In contrast, India’s population is 20 per cent Muslim and 80 per cent Hindu. We don’t eat beef or pork. Poultry and pulses will drive the expected 6 to 8 per cent annual growth in protein consumption.
India produces 25 million mt and imports 3 to 4 million mt of pulses annually. The country will become an even more dominant player in pulses worldwide.
We saw a shift from wheat to rice in China as incomes grew. Still, I don’t expect to see the same in India. North India and the central part of the country dominate wheat consumption, while rice is consumed in the coastal areas. I don’t see these preferences changing. I do see a shift from a cereal-based diet to a protein-based diet.
The government will continue to play a role. Imagine you are prime minister of a country with 1.4 billion people and 900 million living in villages with an income of less than $5 a day. India is a democratic country with a free media. A small change in food prices can become a big political issue.
The government must ensure the rural economy’s health by offering farmers high prices and keeping consumer inflation low. It has a thin line to tread.
4/ What is the status of India’s ethanol programme?
The country has a 20 per cent blending target by 2025, but I doubt we will achieve it. We need around 12 billion litres of ethanol to meet our current 12 per cent blending target. Out of that, 50 per cent comes from sugar and 50 per cent from grains. We now use around 15 million mt of grains for ethanol.
In a country like India, the fuel versus food debate will always tend towards food. The government introduced this ethanol policy when we had huge surpluses of wheat and rice. Rising ethanol demand will put pressure on the grain supply. We have imported almost half a million mt of corn this year—a record. In an average year, we are an exporter.
I don’t see the current ethanol policy as sustainable, and I expect the government to eventually say that ethanol can only be made from sugar cane.

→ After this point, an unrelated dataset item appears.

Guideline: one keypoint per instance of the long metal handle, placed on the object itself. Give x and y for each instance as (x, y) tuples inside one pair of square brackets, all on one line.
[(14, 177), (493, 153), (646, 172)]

5/ What messages will you deliver to the GrainCom24 conference in Geneva?
Probably too many.
One: India’s time has come on the world stage. People are still focusing too much on China, and I fear that they may miss the once-in-a-lifetime opportunity that India provides.

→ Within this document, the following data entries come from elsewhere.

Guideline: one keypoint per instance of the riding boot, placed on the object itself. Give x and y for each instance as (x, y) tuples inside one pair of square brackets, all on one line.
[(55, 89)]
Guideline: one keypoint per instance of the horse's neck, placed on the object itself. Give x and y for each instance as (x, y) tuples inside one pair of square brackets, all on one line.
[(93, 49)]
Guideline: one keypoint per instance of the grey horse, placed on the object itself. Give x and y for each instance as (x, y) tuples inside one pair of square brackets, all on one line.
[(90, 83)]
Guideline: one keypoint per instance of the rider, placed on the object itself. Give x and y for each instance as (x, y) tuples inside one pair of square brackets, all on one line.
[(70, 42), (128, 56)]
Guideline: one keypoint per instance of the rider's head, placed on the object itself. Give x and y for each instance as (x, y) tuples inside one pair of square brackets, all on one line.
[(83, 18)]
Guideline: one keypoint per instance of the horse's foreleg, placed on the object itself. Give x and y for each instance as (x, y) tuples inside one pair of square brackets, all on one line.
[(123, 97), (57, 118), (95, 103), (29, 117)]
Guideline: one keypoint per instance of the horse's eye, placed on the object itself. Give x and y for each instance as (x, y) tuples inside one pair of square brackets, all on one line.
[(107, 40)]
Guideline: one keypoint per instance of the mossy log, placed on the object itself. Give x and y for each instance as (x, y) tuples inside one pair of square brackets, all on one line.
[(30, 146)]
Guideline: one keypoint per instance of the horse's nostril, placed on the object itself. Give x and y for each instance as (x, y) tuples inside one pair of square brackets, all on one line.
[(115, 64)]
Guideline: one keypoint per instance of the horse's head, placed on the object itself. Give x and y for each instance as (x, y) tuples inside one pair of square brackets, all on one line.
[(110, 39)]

Two: South Asia’s agricultural consumption will thrive. It will increasingly tie the region’s two billion people into the world supply chain and significantly impact global trade flows.
Today India imports around 18 million mt of vegetable oil – 80 million mt of bean equivalent. China imports 100 million mt of beans. What would happen to South America’s oil sector if India stopped importing oil and imported beans instead?
India has already had a considerable impact on world agricultural flows. It has not been as pronounced as China’s, but it will grow.
Three: Do not look at India solely as a trading hub but as a country where you can connect and invest. Our food processing industry will grow in leaps and bounds, with immense investment opportunities in processing, branding, and the entire supply chain.
Four: Don’t expect immediate results. Look at a typical horizon of 3 to 5 years.
Five: Government intervention will stay high. They must care for both farmers and consumers. Still, there are opportunities within those constraints. India is a private enterprise success story. The government will always be there, but not as a direct participant.
Six: India is a democratic country with a rule of law. Even without a local language, you can cover the length and breadth of the entire country.
Seven: Act internationally but think locally. When McDonald’s came to India, they had to change their menu to suit Indian tastes. You must do the same.